We asked a Comcast rep, might this be a precursor to taking Flex out of footprint?
“No, we’re doing this to give our internet customers with Flex an easy way to upgrade to our TV service and stay within the Flex experience,” the rep responded.
During Comcast’s fourth quarter earnings call in January, Comcast’s top executives admitted that an announcement regarding expanded ambition for Flex was coming.
“There are opportunities, including smart TVs, that could leverage scale,” said Comcast Cable CEO Dave Watson. “Right now, it’s looking great in our footprint, but we’re making plans beyond that, whether it’s a device or software solution."
Added Comcast CEO Brian Roberts: “I think we’ll have more to talk about throughout the year.”
The fact that Comcast is telling investors this, and not the press, has piqued interest from observers like Krizelman.
He noted Thursday, “That to me is interesting to hear the way they talked about it with investors, not to consumers or in trade press, but in their [earnings] calls.

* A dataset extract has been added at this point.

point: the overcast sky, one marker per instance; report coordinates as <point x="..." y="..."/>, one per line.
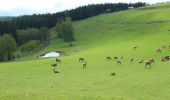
<point x="22" y="7"/>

I think there's some positioning in the macro perspective that I do wonder if how it is that suddenly this business of manufacturing TV is somehow more important than ever. It's not necessarily just a game for Samsung or for the people who we normally associate.
“If you said we could sell a lot of television sets against Roku and against Android and others, you essentially can slowly over many years cause people to replace TV sets…,” Krizelman said.